Ein solch umfassendes Erfassungs- und Digitalisierungsprojekt wie das der Wredow-Sammlungen benötigt vielfältige Unterstützung und Hilfen.
Da ist zuvörderst die finanzielle Absicherung der Forschungen durch die Ostdeutsche Sparkassenstiftung, durch die Stadt Brandenburg an der Havel und durch das Land Brandenburg zu benennen, ohne die es diese bisher einzigartige Aufbereitung nicht geben würde.
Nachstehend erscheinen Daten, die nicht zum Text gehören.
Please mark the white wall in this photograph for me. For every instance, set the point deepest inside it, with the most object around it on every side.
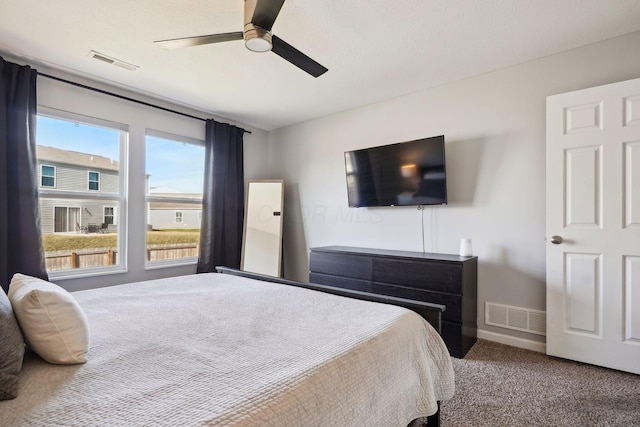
(61, 96)
(494, 126)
Hervorzuheben und mit einem uneingeschränkten Dank zu begleiten ist die bislang einzigartige Zusammenstellung der gegenwärtig erfassbaren, aber weit gestreuten Materialien der Wredow-Sammlungen durch Wolfgang Rose und die wieder umsichtige redaktionelle Begleitung des Druckvorhabens durch Kristina Hübener. Zu danken ist ebenso Ulrike Eydinger und Roland Krischke für ihre fundierten Beiträge, die Erhellendes zum historischen und kunsthistorischen Kontext der Wredow-Sammlungen mitteilen. Darin einbezogen sind die Fotografen Thomas Deuer und Jürgen Schröder, die durch ihre ausgezeichneten Aufnahmen von Sammlungsobjekten einen bildlichen Eindruck von den Schätzen vermitteln, die in den Sammlungen der Wredow-Stiftung aufbewahrt werden. Der Stadt Brandenburg an der Havel – hier insbesondere den Mitarbeiterinnen des Stadtmuseums und des Stadtarchivs sowie den Mitarbeitern des IT-Bereichs – ist besonders Dank zu sagen für die Unterstützung des Projekts durch ihre fachliche Kompetenz und freundliche Hilfsbereitschaft. Geschäftsführer Dipl. Ing. Ralf Herrmann und sein Team der Firma Industrieelektronik Brandenburg GmbH haben mit der Bereitstellung und Installation der Hard- und Software die Grundlagen dafür geschaffen, die eine solch umfangreiche Erfassung und Digitalisierung der Wredow-Sammlungen benötigt, um die vielfältigen Arbeitsschritte zu bewältigen.
Der BeBra Wissenschaft Verlag mit seinem Lektor Matthias Zimmermann und Programmleiter Robert Zagolla haben auch diesen Band der Schriftenreihe umsichtig betreut und die Drucklegung in der gewohnten Qualität auf den Weg gebracht.